Monetary and financial sectors: continued vigilance

Monetary policy remains highly expansionary, within the exchange rate anchor in place since 1993. This stance is appropriate given the need to nurse the economy fully back to health. There are more than ample funds in the banking system to meet the demand for credit in an economy recovering from such a severe shock. The recent pick-up in inflation is more likely than not to be transitory in nature, relating to energy prices and the nascent economic recovery. Should inflationary pressures prove more persistent than in the euro area the CNB may consider reducing excess liquidity in the banking system, while maintaining exchange rate stability.

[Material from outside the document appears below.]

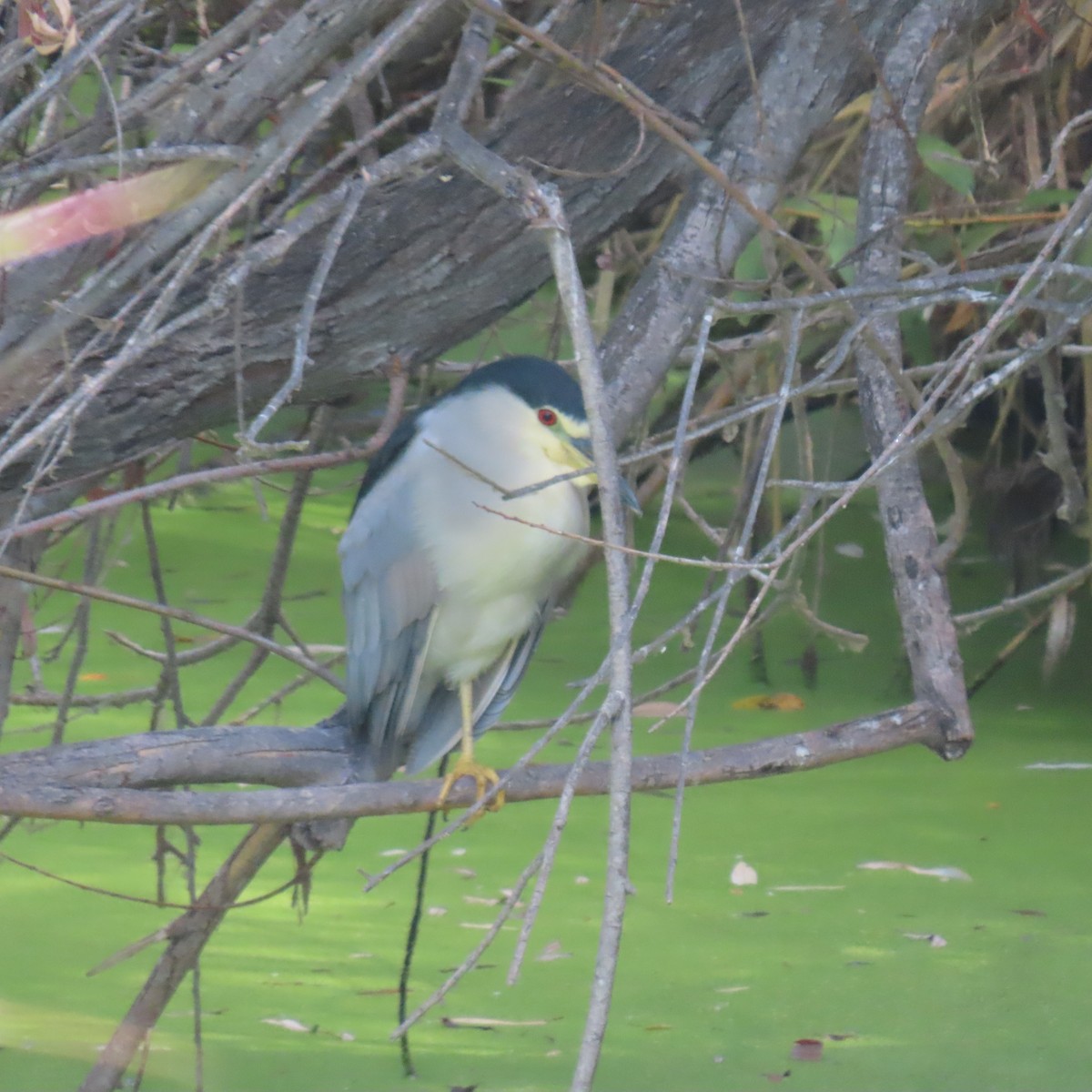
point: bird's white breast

The banking system has remained liquid and is on average well capitalized. The restoration of the credit register is welcome, as this should help banks with their risk management. Bank lending to companies, which needed working capital, was initially strong at the onset of the pandemic, but has recently tapered off. Bank lending for housing remains firm. Uncollateralized retail cash loans have fallen—due to the pandemic and the CNB’s measures—which is a healthy development. Although the ratio of non-performing loans (NPLs) to total loans has remained stable, the so-called stage II loans, a forward-looking indicator of future asset quality problems, has risen—particularly for non-financial corporations. This development warrants continued close monitoring.

The pandemic has not affected the upward trend in house prices in Zagreb and coastal areas. To the extent that housing purchases are not driven by excessive household borrowing, they do not constitute an immediate financial stability risk. However, this also requires continued monitoring by the CNB. If circumstances require it, the CNB might wish to consider putting in place more formal macro-prudential measures (than the current implicit debt-service-to-income ratio included in the Foreclosure Act).

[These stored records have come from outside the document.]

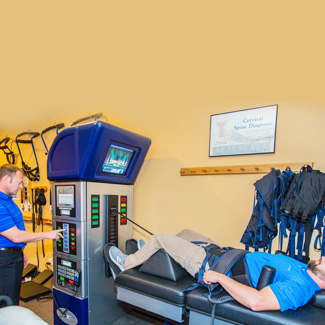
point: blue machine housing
(79, 152)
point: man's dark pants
(11, 268)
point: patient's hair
(9, 170)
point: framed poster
(250, 131)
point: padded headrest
(161, 264)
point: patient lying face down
(294, 284)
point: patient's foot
(115, 258)
(140, 243)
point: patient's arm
(256, 300)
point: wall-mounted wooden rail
(242, 169)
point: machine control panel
(124, 209)
(67, 244)
(95, 210)
(67, 274)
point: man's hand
(210, 277)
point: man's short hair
(9, 169)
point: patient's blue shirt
(292, 285)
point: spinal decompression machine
(93, 168)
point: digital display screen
(65, 197)
(117, 160)
(66, 263)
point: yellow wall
(162, 69)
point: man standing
(13, 236)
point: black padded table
(154, 294)
(234, 313)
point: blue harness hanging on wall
(288, 201)
(31, 173)
(304, 207)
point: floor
(44, 309)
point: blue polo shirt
(10, 216)
(292, 285)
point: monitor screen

For the forthcoming increase in public investment to have maximum effect on the economy’s growth rate, it must be complemented by increases in private investment, as well. Reforms to the framework of debt restructuring, insolvency, and efforts to further improve predictability and efficiency in legal procedures remain central to unlocking more resources from investors, as it allows them to invest with greater confidence.

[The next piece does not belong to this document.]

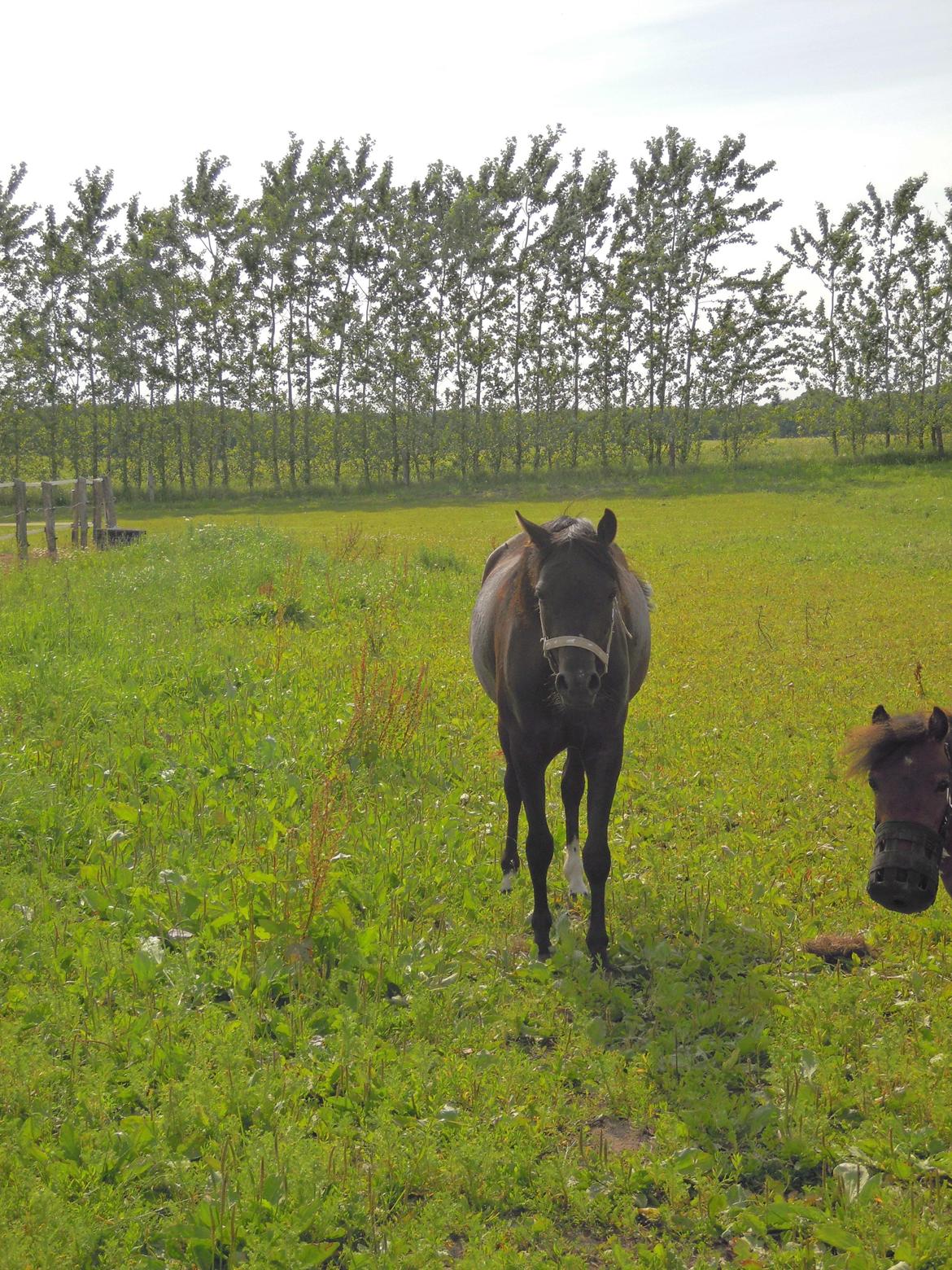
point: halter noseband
(580, 641)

Despite the considerable setback dealt by the pandemic, Croatia has a rare opportunity, over the next five years, to restore its people and economy to health. It can ramp up the public investments necessary for appreciably higher growth rates, with the help of EU funds. Such opportunities should not be taken for granted. The onus of efforts is not exclusively on the authorities. All stakeholders in society must offer them the support for vital reforms, while doing their parts to re-energize private investment, and innovation. Adopting the euro will help remove some existing economic frictions by removing exchange rate risk. Yet, reaping the full benefits of the currency union requires strong focus and preparation. A brighter future is very much within reach. The time to act is now.

[1] Taken together with the regular structural EU funds, the country could experience total inflows of 35.7 percent of GDP over the next six years.

[2] This estimate is relative to a policy neutral real GDP baseline. The actual increment to the policy-neutral GDP level will depend on the extent to which the government replaces the depreciating capital stock that is added, and how it finances this replacement.